On dit couramment « J'ai une idée », et c'est littéralement faux. On éprouve une sensation. Quelque chose sur la pointe d'un neurone, ou entre deux, demande à sortir, à s'incarner. Ce phénomène survient à la suite d'une observation, d'une lecture marquante. Le fil rouge en est la reconnaissance. Nous relions l'homme, la table sur un tableau, avec quelque autre personne réelle, quelque autre cuisine, quelques personne, situation connues de nous. Contiguïté. Parfois, impossible de relier. Cettre place, ce tableau-là n'évoquent rien, ne font rappel d'aucun souvenir, ne provoquent nul scintillement neuronal. Le vide. Nous n'avons pas de mots pour décrire, pour com-prendre.
Il arrive que tel tableau, tel élément du tableau ne se laisse pas reconnaître, mais ne soit pas non plus inconnu. Ainsi, le sourire de la Joconde que nous ne pouvons pas ne pas reconnaître comme un sourire de femme, mais sommes incapables de classer dans l'ordre du sens ou du sensible. Sourire aimant, perplexe, désabusé, sagace, mélancolique, confiant, ineffable... ?
Les associations sont des quasi-idées ou générent très vite des idées. Les deux se manifestent, s'invitent dans notre entendement sous la forme incontournable de mots. Elles n'existent qu'en mots. La recherche de sens n'est par conséquent que recherche de mots.
De cette recherche automatique du mot définissant la sensation/connaissance que nous éprouvons devant une œuvre, un spectacle nouveau. naissent les nouvelles idées, par contiguïté, association. Sans langage pas d'idée. Sans idée pas de langage. Même pour « simplement » communiquer, il faut avoir l'idée de communiquer et d'un contenu de communication. Les mots ont besoin de nous, ils nous cherchent. N'est-ce pas le principe suprême de la poésie que de laisser les mots trouver l'âme du créateur ? Qui pourra sérieusement affirmer qu'il maîtrise l'écriture de tel ou tel texte, qu'il n'a pas, à un moment ou à un autre, laissé place à l'inspiration comme un spectateur et, saisi d'une exaltation sacrée, regardé se poser un à un les mots sur la page comme de noirs pétales ?

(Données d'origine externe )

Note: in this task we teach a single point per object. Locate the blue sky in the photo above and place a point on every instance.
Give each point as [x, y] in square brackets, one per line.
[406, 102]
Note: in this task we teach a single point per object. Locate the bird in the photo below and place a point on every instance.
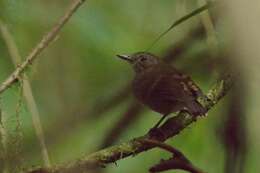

Tout de même, l'histoire petite et grande ? On ne peut conditionner l'existence du réel à l'existence des mots. Mes souvenirs, mes visions, les chocs sensibles que j'ai reçus génèrent des idées aussi, c'est une évidence...
Je peine là-dessus. Impossible de décider qui du sensible ou du langage domine, jusqu'à ce que me vienne un autre angle. La question qui tente de se dissimuler maladroitement derrière cette opposition binaire et frontale, je la vois maintenant. Pourquoi est-ce si important de choisir ?
Les mots divaguent dans ma tête. Me vient un mot-image, un masque. Il s'efface tout de suite, se fond, se démultiplie, se pose sur d'innombrables visages de manifestants. Chacun a la figure dissimulée sous ce même masque. Un est multitude. Personne, ou presque, dans nos contrées, n'ignore de quel film provient ce mot-vision. Dans ce film1, c'est toute une dialectique individu-collectif qui se développe, avec focus sur le héros, cinéma états-unien oblige. La multitude lui a offert la possibilité de faire vivre sa singularité et, finalement, par lui elle aura la possibilité de devenir myriade de singularités, Quoiqu'il en soit, singularité. La multitude est condition de possibilité pour la singularité et la singularité l'objectif final du héros comme celui de la multitude. Travelling singularité débouchant sur le style émargeant de la pâte académique, du brouillard ordinaire pour orner le roman d'un fil rouge qui, défait, ne laisserait plus qu'un tissu informe.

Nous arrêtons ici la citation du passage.